Anzejs Pasecniks –– “Equality”

“I chose to have ‘EQUALITY’ on my back just as a simple reminder to treat every single person the same way,” Pasecniks said. “It doesn’t matter what color you are, what language you speak or where you’re from.”

Jerome Robinson –– “Black Lives Matter”

“I put ‘BLACK LIVES MATTER’ on the back of my jersey because I think that is the biggest symbol of representation of what we have going on right now,” Robinson said. “Through the whole quarantine, with George Floyd and Breonna Taylor, etc. and the amount of people that were murdered for no reason at all or for terrible reasoning. I think it’s the biggest symbol on one of the biggest platforms, so ‘BLACK LIVES MATTER’ will be on the back of my jersey.”

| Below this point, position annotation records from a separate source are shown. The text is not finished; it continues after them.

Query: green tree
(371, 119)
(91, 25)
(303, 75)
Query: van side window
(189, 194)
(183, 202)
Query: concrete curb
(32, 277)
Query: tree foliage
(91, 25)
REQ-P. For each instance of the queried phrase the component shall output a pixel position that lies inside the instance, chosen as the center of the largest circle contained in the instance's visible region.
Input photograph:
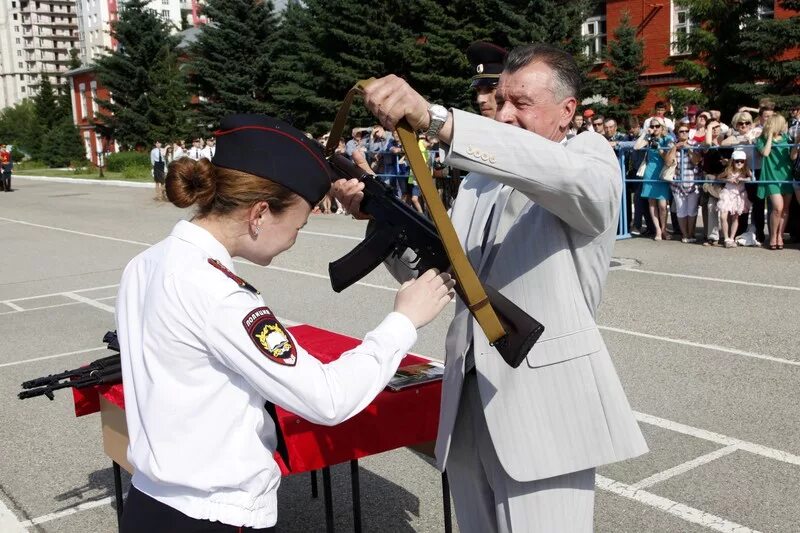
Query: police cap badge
(487, 63)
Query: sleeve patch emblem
(270, 337)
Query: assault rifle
(399, 227)
(106, 370)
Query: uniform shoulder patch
(239, 281)
(270, 337)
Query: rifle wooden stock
(398, 227)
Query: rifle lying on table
(102, 371)
(399, 227)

Admiral Schofield –– “Enough”

“I chose ‘ENOUGH’ on the back of my jersey because it’s time for people to be more aware,” Schofield said. “It’s time for people to stop making excuses. It’s time for people to stop being uncomfortable with uncomfortable situations. Enough is enough. I think it’s time for us to sit at the table and create change. Change is only going to be created by us who are willing to do so, who are willing to sit and have the hard conversations. Black lives matter to me because I am a black man in America. I am a British American. One of the things that I’ve experienced in this country is pure racism, systematic racism – and it has to stop. So enough is enough.”

Moritz Wagner –– “Vote”

“I chose ‘VOTE’ to put on the back of my jersey because I think it is very important that everybody expresses their opinion,” Wagner said. “Even if you don’t go vote, you’re basically submitting a vote. I feel like, coming from Europe, not a lot of people participate in politics over here in the United States. I feel like now, more than ever, the urgency is a high as it’s ever been. I encourage everybody to go vote. I would vote if I could here in the states.”

RACE IN AMERICA: WATCH THE FULL ROUNDTABLE DISCUSSION HERE

Johnathan Williams –– “Say Her Name”

“I chose ‘SAY HER NAME,” Williams said. “The reason behind it was because of the Breonna Taylor incident where she lost her life while she was sleeping in bed. I just want to say her name because I think that’s really important. We need to continue to praise our women in and show them love. That’s what I believe.”